Sabancı, Türkiye’nin son 20 yılda önemli adımlar atıp, siyasi ve ekonomik istikrarını sağlayarak, AB ile müzakere sürecini başlattığını, 2015 yılına kadar ise 6 milyon kişi için istihdam yaratması gerektiğini, bunun da yılda tarım dışı sektörde ortalama 600 bin kişinin istihdam edilmesi anlamına geldiğini anlattı.
“AB ÇABALARINA HERKES DESTEK OLMALI”Türkiye’nin gelişmiş ülkeler arasında yerini almasını isteyen herkesin, hükümetin AB yolundaki çabalarına destek olması gerektiğini sözlerine ekleyen Sabancı, konuşmasını şöyle tamamladı:
“AB yolundaki süreç küçük siyasi hesaplara, statükocu bakışlara ve uzak görüşlülükten yoksun yaklaşımlara feda edilemez. Buna karşılık hükümet de, çözümleri
seçim sonrasına erteleme perspektifi ile olaya yaklaşmamalı ve başta ifade özgürlüğü olmak üzere ekonomik sosyal ve siyasal alanlardaki tüm reform çalışmalarına hız vermelidir. Yarından başlayarak her gün, her zeminde, çağdaş iletişim tekniklerini ve teknolojilerini kullanarak, kendimizi daha iyi ifade etmenin kanallarını yaratmalıdır. Ekonomisiyle, demokrasisiyle, doğu- batı sentezini gerçekleştirmiş kültürel yapısıyla Türkiye bölgenin yükselen yıldızıdır. Avrupa biz olmadan başaramaz. Ne küresel bir güç olabilir, ne de huzur, refah ve güvenlik içinde yaşayabilir. Kendimize güvenelim ve yolumuza devam edelim.”
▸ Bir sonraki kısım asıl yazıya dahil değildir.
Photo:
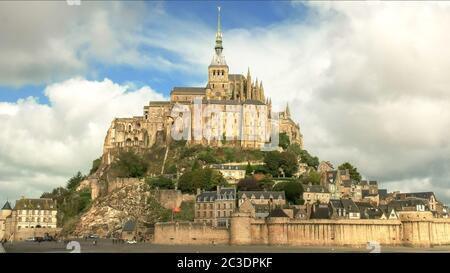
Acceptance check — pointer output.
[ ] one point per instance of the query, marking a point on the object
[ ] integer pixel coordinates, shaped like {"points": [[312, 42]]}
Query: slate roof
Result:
{"points": [[315, 188], [129, 225], [320, 212], [235, 76], [159, 103], [424, 195], [188, 90], [210, 196], [398, 205], [331, 176], [349, 205], [37, 204], [382, 193], [277, 212], [7, 206], [227, 167], [346, 204], [263, 194], [257, 102], [347, 183]]}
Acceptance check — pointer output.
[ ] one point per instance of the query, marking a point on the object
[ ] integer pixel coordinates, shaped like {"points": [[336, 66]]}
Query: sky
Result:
{"points": [[367, 81]]}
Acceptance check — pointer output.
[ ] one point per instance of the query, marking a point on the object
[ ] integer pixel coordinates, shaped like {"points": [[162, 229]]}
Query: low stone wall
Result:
{"points": [[169, 198], [189, 233], [284, 231], [119, 183], [25, 233]]}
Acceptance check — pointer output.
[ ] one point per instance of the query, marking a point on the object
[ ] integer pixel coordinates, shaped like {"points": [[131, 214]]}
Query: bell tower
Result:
{"points": [[218, 85]]}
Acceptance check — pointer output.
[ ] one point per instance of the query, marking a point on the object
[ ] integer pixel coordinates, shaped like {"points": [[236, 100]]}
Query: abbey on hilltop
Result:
{"points": [[233, 111]]}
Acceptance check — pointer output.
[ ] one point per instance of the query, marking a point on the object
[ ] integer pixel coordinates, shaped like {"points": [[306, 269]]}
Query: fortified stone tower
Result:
{"points": [[218, 83]]}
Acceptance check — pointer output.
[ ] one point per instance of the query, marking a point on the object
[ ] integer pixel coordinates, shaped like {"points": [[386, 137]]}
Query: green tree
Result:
{"points": [[287, 161], [160, 182], [248, 169], [130, 164], [266, 184], [95, 165], [293, 191], [248, 184], [272, 162], [312, 177], [75, 181], [354, 174], [305, 157], [207, 179], [284, 141]]}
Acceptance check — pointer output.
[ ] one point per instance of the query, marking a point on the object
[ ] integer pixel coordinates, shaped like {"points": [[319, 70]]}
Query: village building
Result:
{"points": [[270, 198], [316, 194], [231, 172], [215, 207]]}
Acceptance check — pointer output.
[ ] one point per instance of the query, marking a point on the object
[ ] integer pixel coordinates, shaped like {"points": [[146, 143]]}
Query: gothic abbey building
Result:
{"points": [[231, 109]]}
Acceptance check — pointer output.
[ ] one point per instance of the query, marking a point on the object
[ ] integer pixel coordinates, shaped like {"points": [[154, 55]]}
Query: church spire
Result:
{"points": [[287, 111], [218, 58], [219, 46]]}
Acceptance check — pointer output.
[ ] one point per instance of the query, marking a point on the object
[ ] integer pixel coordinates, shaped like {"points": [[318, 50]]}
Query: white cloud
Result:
{"points": [[368, 81], [41, 146]]}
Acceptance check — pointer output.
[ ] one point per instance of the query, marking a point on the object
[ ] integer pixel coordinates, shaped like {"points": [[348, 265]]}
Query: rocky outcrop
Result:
{"points": [[108, 213]]}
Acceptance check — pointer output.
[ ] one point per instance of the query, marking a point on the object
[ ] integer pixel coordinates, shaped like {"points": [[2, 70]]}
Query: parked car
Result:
{"points": [[30, 239]]}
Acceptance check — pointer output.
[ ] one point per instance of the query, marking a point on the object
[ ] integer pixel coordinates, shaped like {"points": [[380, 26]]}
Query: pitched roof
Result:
{"points": [[315, 188], [320, 212], [7, 206], [129, 225], [235, 76], [347, 183], [262, 194], [410, 202], [188, 90], [158, 103], [382, 193], [277, 212], [424, 195], [209, 196], [227, 167], [256, 102], [347, 204], [331, 176], [39, 204]]}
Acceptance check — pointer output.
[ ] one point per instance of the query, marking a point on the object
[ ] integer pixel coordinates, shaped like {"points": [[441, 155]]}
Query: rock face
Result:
{"points": [[108, 213]]}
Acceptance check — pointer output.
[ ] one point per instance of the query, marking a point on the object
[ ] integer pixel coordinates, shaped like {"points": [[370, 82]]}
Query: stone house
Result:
{"points": [[271, 198], [215, 207], [231, 173], [428, 196], [344, 209], [369, 211], [316, 193]]}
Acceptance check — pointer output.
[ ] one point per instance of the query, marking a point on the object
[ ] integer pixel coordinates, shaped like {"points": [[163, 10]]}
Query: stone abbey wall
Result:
{"points": [[189, 233], [245, 230]]}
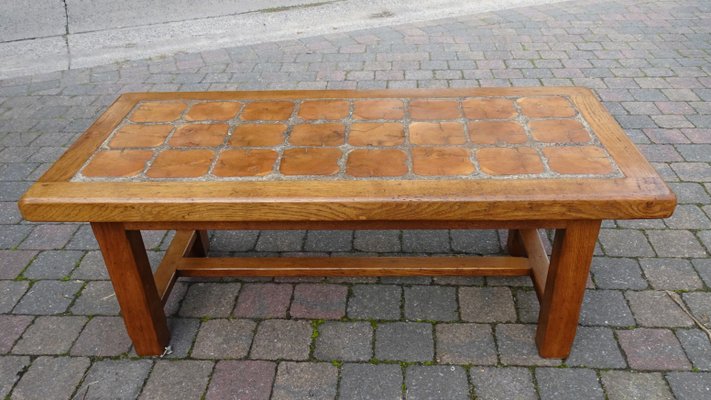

“SORUN SİSTEMATİK İLETİŞİMLE ÇÖZÜLÜR”TÜRKKONFED Başkanı Celal Beysel de konuşmasında, AB’ye girme sürecinde yaşanan krizlerin sistematik iletişim faaliyetleriyle çözülebileceğini söyledi. Ömer Sabancı’nın ardından açılış konuşması yapan Celal Beysel, Papa 16’ncı Benedict’in ziyareti ve aynı günlere rastlayan Avrupa Komisyonu’nun tavsiye kararı nedeniyle dünyanın gözünün Türkiye üzerinde olduğunu kaydetti. Papa’nın ziyareti öncesinde ülkede kriz havası hakim iken, sonrasında, ziyaretin İslam ve Hıristiyan dünyası arasındaki buzları eritme çabası olarak tarihe geçtiğini dile getiren Beysel, bu ziyaretten iki ders alındığını açıklayarak, şöyle dedi;
“Derslerin birincisi, en ağır krizi bile fırsata dönüştürmek mümkün. Yeter ki yeterince kıvrak ve önyargısız bir bakış açısına sahip olalım. Papa ziyareti de, son derece basit ama etkisi büyük bir- iki girişimle, tüm dünyanın Türkiye’den olumlu söz edebildiği bir fırsata dönüştürüldü. Maalesef her işi ancak ‘yumurta kapıya geldiğinde’ doğru mecrasına sokabiliyoruz . Ama işi son anda kurtarma konusunda yeteneğimiz olduğu da açık. İkinci ders şudur. Türkiye, iyi tasarlanmış stratejiler dahilinde yeterli bir iletişim ve kendini anlatma faaliyeti yürütebilse, birçok kriz çok daha rahat atlatılabilir. Tepki göstermek, sırtını dönmek yerine, proaktif biçimde süreci yönlendirmek, diyalog fırsatları yaratmak.”
“OYUNA GELMEYELİM”‘Krizleri fırsata dönüştürmek ve sistematik bir iletişim faaliyeti yürütmenin’ AB ile ilişkilerin kilit noktasını oluşturduğunu anlatan Beysel şöyle devam etti:;
“Biliyorsunuz 3 gün sonra, AB Dışişleri Bakanları toplanacak ve Komisyon’un Türkiye aleyhine aldığı tavsiyeler görüşülüp karara bağlanacak. Sonra da AB Zirvesi toplanacak. Biz TÜRKONFED olarak konuyla ilgili görüşlerimizi basın aracılığıyla kamuoyuyla paylaşmış, ‘Komisyona selam, yola devam’ demiştik. Niye yola devam? Çünkü, komisyonun verdiği tavsiye kararı ne kadar ağır ve haksız olursa olsun, hukuki olarak Türkiye’nin tam üyelik perspektifini ortadan kaldırmıyor. Tamamen Avrupa’daki siyasi gelişmelerin kuyruğuna takılmış bir karar bu. İki hedefi var bu tavsiye kararının. Birincisi, Avrupa kamuoyuna güçlü ve popülist bir mesaj vermek, ikincisi de Türkiye’yi tam üyelik yolunda ya yavaşlatmak ya da imtiyazlı ortaklık türü bir seçeneğe razı etmek. O zaman bu oyuna gelmeden hazırlıklarımızı devam ettirir, uyum faaliyetlerimizi kesintisiz sürdürürsek, tıkanan kanallar açıldığında AB yolumuzda ilerleyebiliriz. Bu tavsiye kararının siyasi bir karara dönüşmesini engeller, içeriğinin yumuşatılmasını sağlayabilirsek, veya limanların açılması konusunu içimize sinecek şekilde çözebilirsek, sürecin rengi birden bire değişebilir.”